Bernardo

Ele sabe que não adianta levar aquela discussão adiante, sai e ouve a porta bater atrás de si, ele que esganar Malu, como ela pode, como soube, não agora mas em um outro momento ele falaria com ela, por causa dela o fino elo que ele consegui com Emília, nesses poucos dias, se rompeu, ele pensa que a tinha em seus braços toda dele, carinhosa, doce, uma outra mulher, mas agora tinha a mulher magoada, ferida e raivosa de volta, ele também sente raiva o que ele tinha vontade de fazer, era arrombar aquela porta e dizer que quis a todo preço casar com ela porque se apaixonou por ela a partir do momento em que a viu no jardim da casa do pai dela, e que ao beija- la ele teve certeza que amava, mas tão teimoso quanto ela vai dormir com todos esses pensamentos borbulhando a cabeça.

Emília

Foi um resto de noite que não dormiu, rolou tanto na cama que quase caiu.
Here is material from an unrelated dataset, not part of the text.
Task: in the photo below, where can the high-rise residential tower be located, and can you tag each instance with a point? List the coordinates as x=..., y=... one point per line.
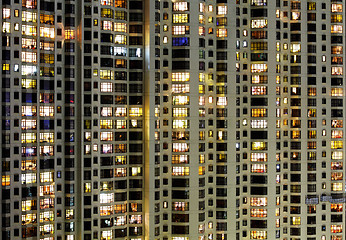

Ela acorda no outro dia cedo, mesmo a faculdade sendo mais tarde, ela resolve sair, ela vai ao banheiro e percebe olheiras horríveis, ao invés de vinte quatro anos parece ter sessenta, toma um banho demorado se marquei levemente e desce, Bernardo esta lá esperando por ela, que passa por ele mal lhe dando bom dia e saí, ele vai atrás. Ele fica atrás dela esperando o elevador que quando chega ele segura a porta para ela, que nem agradece, ela ainda esta com raiva, ela sem querer toca na mão dele, que se esquiva do toque dela, ao saírem do elevador, ele pergunta:

-Quer uma carona Emília ?

-Não vou de táxi- e sai de perto dele.

-Espera, lembra que sexta a tarde, vamos para a fazenda.

-Eu não vou- ela o desafia com o olhar.

-Não é esse o nosso combinado.

-Não combinamos nada, um dia você chegou e disse que íamos passar a semana aqui e final de semana na fazenda, em nenhum momento você pediu minha opinião. — ela não espera por resposta e se afasta dele como uma vitoriosa.